La donna elettrica di B. Erlingsson è un film rivoluzionario.
Erlingsson riesce a trattare argomenti delicati ed estremamente attuali quali l’attivismo, la guerra e il ruolo della donna attraverso la giusta sensibilità richiamando l’inconfondibile stile Andersoniano.
La protagonista della storia è Halla, ambientalista che porta avanti da diverso tempo quella che è la battaglia per la salvaguardia dell’ambiente contro le industrie d’alluminio islandesi. Si distingue fin da subito rispetto ai prototipi di personaggi femminili a cui siamo abituati: vive da sola, ha circa cinquant’anni e da diverso tempo sta cercando di adottare da sola una bambina ucraina rimasta orfana. Non ha dunque una vita perfetta ma persegue degli obiettivi e degli ideali che la rendono interessante, fuori dagli schemi e che invogliano lo spettatore a conoscere la sua storia.
Una particolarità è sicuramente la scelta di inserire nelle scene dei veri e propri musicisti come colonna sonora che accompagnano la protagonista per tutta la durata del film, alternando momenti di tensione ad alcuni più ironici o anche commoventi. L’elemento musicale è indubbiamente ricorrente, non solo per il ruolo di sottofondo che svolge ma anche per il fatto che dietro alla figura della donna elettrica vi sia l’insegnante di un coro.
Oltre a ciò, un aspetto che ho apprezzato moltissimo di questo film è il rapporto tra Halla e sua sorella. Uguali e diverse allo stesso tempo, si confrontano, si scontrano eppure si rispettano senza giudicarsi, l’una rispetta gli ideali dell’altra ed è proprio alla fine che notiamo quanto sia forte il loro legame, tanto forte da scambiare le proprie vite per permettere ad Halla un nuovo inizio con la desiderata Nika.
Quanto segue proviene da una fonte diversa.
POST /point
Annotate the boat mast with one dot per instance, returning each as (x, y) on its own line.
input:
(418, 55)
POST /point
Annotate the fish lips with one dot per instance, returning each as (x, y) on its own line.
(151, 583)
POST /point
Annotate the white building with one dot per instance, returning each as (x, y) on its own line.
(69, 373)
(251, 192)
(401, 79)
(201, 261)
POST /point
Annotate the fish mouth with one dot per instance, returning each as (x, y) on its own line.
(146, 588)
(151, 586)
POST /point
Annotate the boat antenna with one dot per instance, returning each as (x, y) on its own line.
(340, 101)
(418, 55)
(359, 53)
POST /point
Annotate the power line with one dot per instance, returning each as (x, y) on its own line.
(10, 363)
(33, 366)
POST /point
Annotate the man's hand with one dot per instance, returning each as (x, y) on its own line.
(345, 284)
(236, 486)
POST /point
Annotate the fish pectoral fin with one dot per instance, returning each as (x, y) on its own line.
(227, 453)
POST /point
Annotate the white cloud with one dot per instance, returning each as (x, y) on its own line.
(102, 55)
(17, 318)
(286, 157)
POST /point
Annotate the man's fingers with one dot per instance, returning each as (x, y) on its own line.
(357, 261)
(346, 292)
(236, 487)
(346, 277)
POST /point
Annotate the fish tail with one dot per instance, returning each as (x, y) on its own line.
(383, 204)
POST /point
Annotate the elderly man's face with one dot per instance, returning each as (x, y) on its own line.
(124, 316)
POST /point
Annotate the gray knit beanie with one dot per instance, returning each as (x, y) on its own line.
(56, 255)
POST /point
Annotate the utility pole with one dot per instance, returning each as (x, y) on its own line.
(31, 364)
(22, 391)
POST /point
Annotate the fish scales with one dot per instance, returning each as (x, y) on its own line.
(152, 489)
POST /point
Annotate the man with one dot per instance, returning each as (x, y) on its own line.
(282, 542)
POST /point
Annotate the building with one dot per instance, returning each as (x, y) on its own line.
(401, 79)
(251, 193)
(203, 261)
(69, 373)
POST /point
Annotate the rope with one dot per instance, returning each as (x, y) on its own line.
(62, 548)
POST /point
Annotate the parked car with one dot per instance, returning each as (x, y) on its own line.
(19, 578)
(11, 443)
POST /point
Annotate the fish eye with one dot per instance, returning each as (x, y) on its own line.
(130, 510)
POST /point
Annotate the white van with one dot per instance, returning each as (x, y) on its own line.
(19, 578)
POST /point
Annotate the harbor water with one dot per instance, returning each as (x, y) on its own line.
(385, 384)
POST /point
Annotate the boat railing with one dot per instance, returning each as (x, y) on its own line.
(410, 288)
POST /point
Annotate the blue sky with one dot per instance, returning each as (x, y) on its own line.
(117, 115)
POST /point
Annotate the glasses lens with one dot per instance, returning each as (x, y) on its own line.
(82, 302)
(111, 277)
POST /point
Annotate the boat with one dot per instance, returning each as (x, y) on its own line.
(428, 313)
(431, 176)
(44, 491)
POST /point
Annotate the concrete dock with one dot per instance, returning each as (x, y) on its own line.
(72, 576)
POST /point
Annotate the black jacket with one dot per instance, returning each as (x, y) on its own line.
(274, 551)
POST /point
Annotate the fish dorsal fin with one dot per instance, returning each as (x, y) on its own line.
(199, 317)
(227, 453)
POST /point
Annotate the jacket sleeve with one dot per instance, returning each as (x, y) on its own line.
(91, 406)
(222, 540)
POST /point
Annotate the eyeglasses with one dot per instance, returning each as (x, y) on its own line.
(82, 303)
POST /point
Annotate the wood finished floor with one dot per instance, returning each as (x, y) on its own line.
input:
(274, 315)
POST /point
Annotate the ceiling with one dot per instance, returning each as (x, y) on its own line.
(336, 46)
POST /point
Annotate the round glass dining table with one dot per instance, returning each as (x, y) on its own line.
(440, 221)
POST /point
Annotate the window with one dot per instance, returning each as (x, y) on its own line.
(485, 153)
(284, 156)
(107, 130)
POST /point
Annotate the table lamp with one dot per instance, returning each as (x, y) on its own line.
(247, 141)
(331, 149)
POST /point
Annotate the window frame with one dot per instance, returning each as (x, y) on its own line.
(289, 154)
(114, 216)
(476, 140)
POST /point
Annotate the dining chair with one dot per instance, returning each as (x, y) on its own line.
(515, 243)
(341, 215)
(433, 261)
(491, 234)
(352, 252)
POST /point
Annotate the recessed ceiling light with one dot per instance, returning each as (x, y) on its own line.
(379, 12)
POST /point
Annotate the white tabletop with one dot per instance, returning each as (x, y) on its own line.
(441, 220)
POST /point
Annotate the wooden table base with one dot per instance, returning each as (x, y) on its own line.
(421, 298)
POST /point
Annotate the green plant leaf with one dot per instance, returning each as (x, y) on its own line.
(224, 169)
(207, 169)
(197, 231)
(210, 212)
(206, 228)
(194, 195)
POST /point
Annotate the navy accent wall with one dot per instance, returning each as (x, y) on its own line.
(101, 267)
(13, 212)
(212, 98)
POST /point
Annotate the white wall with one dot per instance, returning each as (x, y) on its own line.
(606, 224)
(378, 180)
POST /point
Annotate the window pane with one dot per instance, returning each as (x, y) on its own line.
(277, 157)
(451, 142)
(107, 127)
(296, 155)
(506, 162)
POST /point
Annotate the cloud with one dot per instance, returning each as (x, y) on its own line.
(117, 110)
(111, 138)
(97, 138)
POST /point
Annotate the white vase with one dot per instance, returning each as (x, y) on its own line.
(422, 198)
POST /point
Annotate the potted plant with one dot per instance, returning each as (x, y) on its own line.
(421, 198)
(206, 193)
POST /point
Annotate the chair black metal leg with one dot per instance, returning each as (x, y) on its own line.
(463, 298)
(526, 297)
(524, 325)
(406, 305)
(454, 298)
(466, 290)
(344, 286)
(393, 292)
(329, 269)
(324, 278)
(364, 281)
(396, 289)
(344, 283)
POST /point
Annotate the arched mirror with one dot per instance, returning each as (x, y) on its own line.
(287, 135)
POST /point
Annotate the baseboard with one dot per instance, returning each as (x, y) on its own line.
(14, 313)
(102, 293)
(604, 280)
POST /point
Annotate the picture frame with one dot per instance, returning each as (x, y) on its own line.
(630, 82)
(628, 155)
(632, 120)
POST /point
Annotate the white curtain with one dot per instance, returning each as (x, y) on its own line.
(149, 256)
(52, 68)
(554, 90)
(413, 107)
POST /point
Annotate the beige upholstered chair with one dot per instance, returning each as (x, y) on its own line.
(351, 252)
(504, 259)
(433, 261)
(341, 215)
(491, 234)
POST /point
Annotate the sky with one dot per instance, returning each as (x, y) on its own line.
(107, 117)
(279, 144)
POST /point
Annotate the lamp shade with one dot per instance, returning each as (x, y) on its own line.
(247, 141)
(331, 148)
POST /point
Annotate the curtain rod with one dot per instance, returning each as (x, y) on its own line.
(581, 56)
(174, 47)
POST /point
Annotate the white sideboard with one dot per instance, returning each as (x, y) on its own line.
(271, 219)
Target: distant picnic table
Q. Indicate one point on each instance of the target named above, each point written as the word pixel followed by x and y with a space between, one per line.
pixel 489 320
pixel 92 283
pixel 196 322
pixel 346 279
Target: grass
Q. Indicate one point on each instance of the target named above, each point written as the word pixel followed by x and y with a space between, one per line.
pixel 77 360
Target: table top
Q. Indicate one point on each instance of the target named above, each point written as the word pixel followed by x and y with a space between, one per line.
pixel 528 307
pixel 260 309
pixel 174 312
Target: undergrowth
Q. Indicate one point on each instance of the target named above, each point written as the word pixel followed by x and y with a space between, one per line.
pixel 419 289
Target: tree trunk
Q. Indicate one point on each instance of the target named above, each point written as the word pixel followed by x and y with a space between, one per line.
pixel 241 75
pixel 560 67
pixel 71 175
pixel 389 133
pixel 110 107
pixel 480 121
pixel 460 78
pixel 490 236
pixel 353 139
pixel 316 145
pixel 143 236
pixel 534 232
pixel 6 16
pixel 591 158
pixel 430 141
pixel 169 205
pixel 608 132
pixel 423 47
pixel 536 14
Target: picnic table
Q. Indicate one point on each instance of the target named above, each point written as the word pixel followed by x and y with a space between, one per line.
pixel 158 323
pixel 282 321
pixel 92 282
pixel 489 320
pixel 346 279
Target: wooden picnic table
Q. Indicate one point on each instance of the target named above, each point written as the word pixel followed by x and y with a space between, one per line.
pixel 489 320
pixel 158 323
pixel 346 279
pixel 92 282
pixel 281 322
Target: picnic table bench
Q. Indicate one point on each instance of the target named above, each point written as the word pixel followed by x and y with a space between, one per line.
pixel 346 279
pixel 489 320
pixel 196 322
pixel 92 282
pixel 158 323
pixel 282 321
La donna elettrica è uno di quei film che aiuta e spinge lo spettatore a riflettere sulla realtà in cui vive e a ragionare sul gesto estremo ma necessario che questa donna ha compiuto per far aprire gli occhi a politici e persone comuni sull’impatto dannoso che determinate scelte dell’uomo hanno sul nostro pianeta. E allora, dopo la visione di questo film chiediamoci, cosa possiamo fare per aiutare la nostra terra? È giusto che una sola persona sia dovuta arrivare a tanto?
Molti aspetti di La donna elettrica di Erlingsson sono già stati oggetto di discussione… perciò vorrei però soffermarmi su un elemento meno esplorato, ma decisamente interessante: il suono. La musica assume un ruolo ambiguo all’interno della diegesi: pur essendo in scena (la fonte è “visualizzata”), svolge una funzione drammatizzante tipica della musica extradiegetica. Questa compresenza richiama la dimensione corale del teatro greco (non a caso, la protagonista dirige un coro).
Nel modello psicologico delle sfere sonore di Sonnenschein, il livello “I see”, in cui un personaggio percepisce consapevolmente la fonte sonora, non sembra compiutamente soddisfatto. La musica, infatti, potrebbe appartenere al livello metadiegetico “I think”: una proiezione del pensiero della protagonista che solo lo spettatore può vedere e sentire.
Inoltre, l’aspetto musicale si radica nella tradizione popolare nordica, con una netta distinzione tra formazioni strumentali maschili e vocali femminili. Significativa è l’assenza di strumenti elettrificati o amplificati: la musica si sviluppa interamente in un contesto acustico, sia negli ambienti interni che in quelli esterni. Questo elemento si rivela cruciale, in quanto sottrae il suono alla dimensione della “schizofonia” descritta da Murray Schafer, ovvero quella separazione tra il suono originale e la sua riproduzione elettroacustica, raggiunta con l’avvento dell’elettricità che ha permesso di amplificare o fissare i suoni con la fonografia. Il suono è sempre organico e radicato nell’azione scenica.
Questa scelta appare coerente con il messaggio ecologista della protagonista, il cui attivismo si estende anche alla sfera sonora. La musica popolare, infatti, rientra nel concetto di “impronte sonore” di Schafer: insieme ai suoni ambientali, contribuisce a definire l’identità di un territorio, agendo come marcatore geografico e culturale. Il paesaggio sonoro del film, dunque, non è solo sfondo ma parte integrante della narrazione, un patrimonio da proteggere al pari dell’ambiente naturale.